Which Nav bar options are you referring to that it doesn't have? Only thing that isn't there is icon picker and background color changer

Sent from my Galaxy Nexus using Tapatalk 2


----------



## philsfan (Dec 9, 2011)

buckmarble said:


> Which Nav bar options are you referring to that it doesn't have? Only thing that isn't there is icon picker and background color changer
> 
> Sent from my Galaxy Nexus using Tapatalk 2


you're right. the only thing i wish it had was icon picker and option to have "menu" button on both sides (i know, such a picky request, lol). but using zipthemer is easy enough for changing the icons.

really a great rom, and kernel has been fantastic so far.


----------



## griffinco (Sep 9, 2012)

I've been running Codename Android since the fall (too lazy to change anything after they disappeared.) The random reboots were becoming more common and driving me nuts, so thought I'd give a 4.2.2 ROM a whirl.

Started with AOKP nightly, but bluetooth range was literally 2 feet. I use my headset a lot for calls, so that was a no go.
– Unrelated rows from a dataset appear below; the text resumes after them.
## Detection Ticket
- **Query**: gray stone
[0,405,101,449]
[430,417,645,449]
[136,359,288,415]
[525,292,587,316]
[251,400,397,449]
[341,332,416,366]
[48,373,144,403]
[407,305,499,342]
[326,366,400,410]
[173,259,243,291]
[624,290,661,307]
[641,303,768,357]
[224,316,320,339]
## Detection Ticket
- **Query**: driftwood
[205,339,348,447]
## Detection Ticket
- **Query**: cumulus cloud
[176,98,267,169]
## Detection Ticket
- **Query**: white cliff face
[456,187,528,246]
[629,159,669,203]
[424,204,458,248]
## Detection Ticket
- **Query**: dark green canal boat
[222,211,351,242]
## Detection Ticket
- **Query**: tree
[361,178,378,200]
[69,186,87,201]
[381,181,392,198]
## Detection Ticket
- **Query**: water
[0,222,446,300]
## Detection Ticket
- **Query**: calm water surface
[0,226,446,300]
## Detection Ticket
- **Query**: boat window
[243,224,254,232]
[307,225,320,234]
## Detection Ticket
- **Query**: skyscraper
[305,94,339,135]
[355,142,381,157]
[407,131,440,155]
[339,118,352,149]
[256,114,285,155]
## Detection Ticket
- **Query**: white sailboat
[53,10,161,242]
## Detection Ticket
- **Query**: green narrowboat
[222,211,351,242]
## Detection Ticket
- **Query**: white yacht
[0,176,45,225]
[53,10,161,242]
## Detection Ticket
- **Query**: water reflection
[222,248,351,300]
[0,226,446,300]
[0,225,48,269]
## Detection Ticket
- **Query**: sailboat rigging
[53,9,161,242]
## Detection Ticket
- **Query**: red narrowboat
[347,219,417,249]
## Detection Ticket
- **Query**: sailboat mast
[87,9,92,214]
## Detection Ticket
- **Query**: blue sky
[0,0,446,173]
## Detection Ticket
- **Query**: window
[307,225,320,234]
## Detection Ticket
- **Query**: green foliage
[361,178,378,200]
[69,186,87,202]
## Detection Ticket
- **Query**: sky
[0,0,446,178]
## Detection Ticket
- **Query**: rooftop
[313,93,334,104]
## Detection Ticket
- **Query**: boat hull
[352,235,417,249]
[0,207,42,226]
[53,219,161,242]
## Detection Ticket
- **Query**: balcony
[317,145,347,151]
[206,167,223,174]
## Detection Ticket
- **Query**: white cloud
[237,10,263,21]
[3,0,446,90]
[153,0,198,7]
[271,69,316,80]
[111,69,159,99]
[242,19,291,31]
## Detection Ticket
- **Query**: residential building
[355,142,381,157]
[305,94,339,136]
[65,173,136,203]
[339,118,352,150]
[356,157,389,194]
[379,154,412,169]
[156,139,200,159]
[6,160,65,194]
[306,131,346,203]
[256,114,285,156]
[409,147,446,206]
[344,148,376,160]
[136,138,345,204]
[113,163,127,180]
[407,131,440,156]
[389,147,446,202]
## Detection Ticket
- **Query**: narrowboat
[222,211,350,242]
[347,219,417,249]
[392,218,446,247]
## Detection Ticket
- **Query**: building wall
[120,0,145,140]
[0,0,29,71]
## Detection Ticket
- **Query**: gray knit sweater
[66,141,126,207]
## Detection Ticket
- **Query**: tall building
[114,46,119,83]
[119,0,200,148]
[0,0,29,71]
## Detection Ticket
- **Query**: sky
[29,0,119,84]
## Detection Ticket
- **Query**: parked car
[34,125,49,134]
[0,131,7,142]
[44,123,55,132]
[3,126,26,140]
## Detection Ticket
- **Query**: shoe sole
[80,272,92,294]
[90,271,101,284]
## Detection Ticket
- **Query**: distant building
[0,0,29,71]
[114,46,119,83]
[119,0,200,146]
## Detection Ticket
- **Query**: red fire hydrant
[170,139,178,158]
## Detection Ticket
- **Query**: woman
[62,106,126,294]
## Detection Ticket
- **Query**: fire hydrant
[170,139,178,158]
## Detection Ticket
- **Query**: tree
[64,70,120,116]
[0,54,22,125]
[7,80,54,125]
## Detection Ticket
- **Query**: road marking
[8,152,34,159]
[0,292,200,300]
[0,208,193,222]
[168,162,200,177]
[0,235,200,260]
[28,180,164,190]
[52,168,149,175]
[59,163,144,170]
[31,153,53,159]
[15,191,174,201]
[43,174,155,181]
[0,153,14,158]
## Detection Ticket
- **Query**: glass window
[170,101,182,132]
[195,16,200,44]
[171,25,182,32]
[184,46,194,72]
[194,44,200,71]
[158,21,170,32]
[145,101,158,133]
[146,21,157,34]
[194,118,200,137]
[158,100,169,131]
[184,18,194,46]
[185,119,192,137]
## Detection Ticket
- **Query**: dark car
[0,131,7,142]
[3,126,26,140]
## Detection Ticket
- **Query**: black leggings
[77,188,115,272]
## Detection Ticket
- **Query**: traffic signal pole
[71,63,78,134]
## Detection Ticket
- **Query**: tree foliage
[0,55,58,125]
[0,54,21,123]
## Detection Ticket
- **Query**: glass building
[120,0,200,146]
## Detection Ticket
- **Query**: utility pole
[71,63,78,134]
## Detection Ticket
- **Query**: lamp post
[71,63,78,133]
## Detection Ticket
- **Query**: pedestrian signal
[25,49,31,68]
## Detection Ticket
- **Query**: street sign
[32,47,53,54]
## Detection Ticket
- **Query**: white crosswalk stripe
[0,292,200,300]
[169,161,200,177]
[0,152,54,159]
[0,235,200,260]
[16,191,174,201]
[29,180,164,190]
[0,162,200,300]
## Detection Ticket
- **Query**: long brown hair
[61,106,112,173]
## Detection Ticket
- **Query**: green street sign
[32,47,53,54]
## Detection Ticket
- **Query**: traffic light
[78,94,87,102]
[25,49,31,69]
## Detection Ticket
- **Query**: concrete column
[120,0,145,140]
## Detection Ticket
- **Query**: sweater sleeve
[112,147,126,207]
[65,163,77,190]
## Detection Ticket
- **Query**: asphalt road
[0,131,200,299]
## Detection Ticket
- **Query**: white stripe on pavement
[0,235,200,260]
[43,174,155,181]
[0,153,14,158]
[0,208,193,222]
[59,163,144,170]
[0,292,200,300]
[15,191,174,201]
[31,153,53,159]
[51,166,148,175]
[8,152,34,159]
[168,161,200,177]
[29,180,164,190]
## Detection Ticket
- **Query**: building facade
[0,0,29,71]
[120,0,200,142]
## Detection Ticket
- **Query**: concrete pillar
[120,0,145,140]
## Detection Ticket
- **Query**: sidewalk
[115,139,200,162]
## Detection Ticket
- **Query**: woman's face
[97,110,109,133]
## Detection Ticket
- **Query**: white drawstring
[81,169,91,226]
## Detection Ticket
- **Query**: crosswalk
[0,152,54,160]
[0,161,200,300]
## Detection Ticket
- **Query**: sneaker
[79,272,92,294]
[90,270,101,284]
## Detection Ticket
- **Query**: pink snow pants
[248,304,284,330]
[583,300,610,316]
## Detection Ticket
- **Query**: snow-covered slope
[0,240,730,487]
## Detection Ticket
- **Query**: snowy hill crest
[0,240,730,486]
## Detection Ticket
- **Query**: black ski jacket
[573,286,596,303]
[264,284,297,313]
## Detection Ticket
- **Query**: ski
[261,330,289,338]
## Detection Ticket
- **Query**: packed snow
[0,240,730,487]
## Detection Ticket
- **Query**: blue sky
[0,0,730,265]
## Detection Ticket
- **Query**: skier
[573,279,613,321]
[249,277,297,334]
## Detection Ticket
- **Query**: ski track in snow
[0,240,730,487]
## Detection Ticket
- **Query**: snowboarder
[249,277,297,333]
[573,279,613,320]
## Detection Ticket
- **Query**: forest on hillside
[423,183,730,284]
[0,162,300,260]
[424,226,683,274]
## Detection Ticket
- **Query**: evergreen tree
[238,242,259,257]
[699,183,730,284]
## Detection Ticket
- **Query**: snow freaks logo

Been running this one for 3 days and bluetooth works great, has lots of little tweaks I forgot were a problem (all audio is louder and clearer) and haven't noticed a random reboot yet. Snappy and smooth. Nice work and thanks for the ROM. Will stick with PE for a while I think.


----------



## romboy (May 29, 2012)

love the new 2/25/13 build. - http://www.projectelite.net/actngrezy/jb-mr1/toro/elite-ota-buck_kernel/
* project elite TY !!!*


----------



## Howie Dub (Dec 30, 2011)

Anyone having issues with sending mms on this ROM? Also, anyone noticing that downloads are extremely slow? Tried DLing latest on the phone and it was taking forever. Tried DLing another and it was the same. I'm on the 2/21 build. TIA.


----------



## romboy (May 29, 2012)

have had no problems with mms or downloading rom.


----------



## rkpeterson (Jun 12, 2011)

For those interested there is a PE maguro build available

http://projectelite.net/actngrezy/jb-mr1/maguro/


----------



## buckmarble (Sep 16, 2011)

rkpeterson said:


> For those interested there is a PE maguro build available
> 
> http://projectelite.net/actngrezy/jb-mr1/maguro/


Yes maguro builds are a go. My tester has more than put it through the ropes to make sure its solid.

Sent from my Galaxy Nexus using Tapatalk 2


----------



## romboy (May 29, 2012)

3/1 has been vary fast with good good bat for me did a clean install tried dirty was not up 2 par for me.with this theme i love it.http://forum.xda-developers.com/showthread.php?t=1716919 You can get it on the play store for free blue infinitum theme.


----------



## chewy74 (Jan 9, 2012)

Got nostalgic, so dusted off my og droid..

Good times


----------



## buckmarble (Sep 16, 2011)

chewy74 said:


> Got nostalgic, so dusted off my og droid..
> 
> Good times


I wish the power button on mine still worked :-(

Sent from my Galaxy Nexus using Tapatalk 2


----------



## chewy74 (Jan 9, 2012)

My d1 is still in perfect working condition to my surprise... But goddammit I forgot how much slower it is compared to the gnex.



buckmarble said:


> I wish the power button on mine still worked :-(
> 
> Sent from my Galaxy Nexus using Tapatalk 2


----------



## Rodeojones (Jun 13, 2011)

My OG is also still working perfectly and running PE 4.2. My 5-year-old son uses it as his bedside clock and for listening to music when he goes to bed. Sometimes, for nostalgic purposes, I'll play around with it for a bit.


----------



## romboy (May 29, 2012)

lol mine is still good 2 running PE


----------



## romboy (May 29, 2012)

Just gets better and better http://www.projectel...ta-buck_kernel/ 3/7/13 TY PE


----------



## rkpeterson (Jun 12, 2011)

Project Elite just got pushed to the Nexus 7.

http://projectelite.net/actngrezy/jb-mr1/grouper/roms/


----------